The following resources are available:
Documentation
General-purpose releases
These releases should compile under any version of Linux with gcc 3.0 or greater.
If they do not, please send me an
email.
-
Wumpus 2007-11-23 (.tar.gz, 1089 KB)
This release fixes some minor problems as well as an annoying off-by-one
bug that sometimes showed up when fetching the text for a given index
extent, and the text was not properly aligned with the index data.
-
Wumpus 2007-09-07 (.tar.gz, 1102 KB)
This release introduces a new on-disk index format. The new
version can read the index files created by an older version, but older
versions cannot process index files produced by the new version!
-
Wumpus 2007-06-18 (.tar.gz, 1086 KB)
TREC Terabyte release
-
Wumpus 2006-05-03-TREC (.tar.gz, 884 KB)
Use this release if you want to do a performance baseline run for TREC Terabyte 2006.

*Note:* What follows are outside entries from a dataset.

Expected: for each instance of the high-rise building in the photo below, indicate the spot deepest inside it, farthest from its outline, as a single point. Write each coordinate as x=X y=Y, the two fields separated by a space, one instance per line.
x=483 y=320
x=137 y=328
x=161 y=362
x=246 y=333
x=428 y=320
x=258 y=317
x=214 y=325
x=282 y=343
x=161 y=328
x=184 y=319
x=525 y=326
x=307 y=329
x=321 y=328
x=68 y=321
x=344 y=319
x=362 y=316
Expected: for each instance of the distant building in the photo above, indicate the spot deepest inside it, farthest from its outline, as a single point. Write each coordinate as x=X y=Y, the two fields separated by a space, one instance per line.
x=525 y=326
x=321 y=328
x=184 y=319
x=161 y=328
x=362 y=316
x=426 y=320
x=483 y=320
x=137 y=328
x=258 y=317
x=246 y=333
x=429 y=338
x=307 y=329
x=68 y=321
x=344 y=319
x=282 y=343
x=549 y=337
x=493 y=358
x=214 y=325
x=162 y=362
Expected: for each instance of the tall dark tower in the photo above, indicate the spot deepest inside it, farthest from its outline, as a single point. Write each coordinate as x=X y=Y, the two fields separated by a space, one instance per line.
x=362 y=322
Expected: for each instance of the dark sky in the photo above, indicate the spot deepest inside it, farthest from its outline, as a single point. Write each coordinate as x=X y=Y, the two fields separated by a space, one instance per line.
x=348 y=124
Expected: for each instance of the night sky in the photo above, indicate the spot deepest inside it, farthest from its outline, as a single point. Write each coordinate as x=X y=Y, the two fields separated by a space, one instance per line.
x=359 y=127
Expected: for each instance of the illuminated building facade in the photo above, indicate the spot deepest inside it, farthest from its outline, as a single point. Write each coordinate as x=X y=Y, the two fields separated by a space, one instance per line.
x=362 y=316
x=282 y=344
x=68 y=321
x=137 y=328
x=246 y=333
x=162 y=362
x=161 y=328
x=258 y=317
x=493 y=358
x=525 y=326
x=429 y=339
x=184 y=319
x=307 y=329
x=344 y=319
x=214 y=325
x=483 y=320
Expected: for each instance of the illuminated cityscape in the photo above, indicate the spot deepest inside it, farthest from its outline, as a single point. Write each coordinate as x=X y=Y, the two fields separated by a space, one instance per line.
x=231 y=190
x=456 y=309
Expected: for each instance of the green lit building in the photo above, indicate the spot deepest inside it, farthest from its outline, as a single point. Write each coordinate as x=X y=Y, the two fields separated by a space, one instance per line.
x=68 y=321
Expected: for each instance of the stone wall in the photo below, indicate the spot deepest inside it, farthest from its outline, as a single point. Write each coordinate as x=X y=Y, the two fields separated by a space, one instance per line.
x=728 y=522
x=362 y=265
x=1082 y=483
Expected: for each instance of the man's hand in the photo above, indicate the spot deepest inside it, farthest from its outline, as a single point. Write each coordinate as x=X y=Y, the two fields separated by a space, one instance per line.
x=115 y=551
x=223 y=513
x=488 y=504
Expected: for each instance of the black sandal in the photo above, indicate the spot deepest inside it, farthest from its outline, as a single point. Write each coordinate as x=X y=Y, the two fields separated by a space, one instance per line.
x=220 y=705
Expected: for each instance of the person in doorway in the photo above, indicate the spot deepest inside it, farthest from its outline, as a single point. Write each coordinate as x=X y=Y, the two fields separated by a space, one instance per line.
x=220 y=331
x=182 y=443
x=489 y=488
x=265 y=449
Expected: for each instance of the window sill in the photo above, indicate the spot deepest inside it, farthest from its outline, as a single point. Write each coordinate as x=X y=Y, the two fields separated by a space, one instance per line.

After downloading the package, untar it and chdir to the wumpus/ directory.
Then type make. If the build process fails, please send
me a bug report so that I can try to fix
the problem. Under Linux, everything should work smoothly. After building the distribution,
there are two run modes. From within the wumpus/ directory, execute
-
bin/trec INDEX input_file output_file log_file
in order to build an index for the document collection. The index will be created
in wumpus/database/. The command-line parameter input_file
must refer to a file that contains a list of all files that are to be indexed (these
files may either be plain text, .gz, or .bz2, but must be in TREC format). Nothing
is written to the file given by output_file. Log messages, including
performance information, are written to log_file.
-
bin/trec QUERY input_file output_file log_file
in order to run search queries against the index built by following the instructions
above. The command-line parameter input_file must refer to a file
that contains all ad-hoc search queries that are to be executed. The queries in the
input file must be of the format "topic_id term_1 term_2 .. term_N". To see the exact
format, you can download a set of
example queries.
TREC-formatted search results are written to output_file. Log messages,
including performance information, are written to log_file.
System requirements: In order to perform a Wumpus performance baseline run for the
GOV2 document collection, you need at least 512 MB of RAM and 40 GB of free hard disk space
on the partition where you install Wumpus.
Wumpus is free software and licensed under the GNU General Public License
(GPL).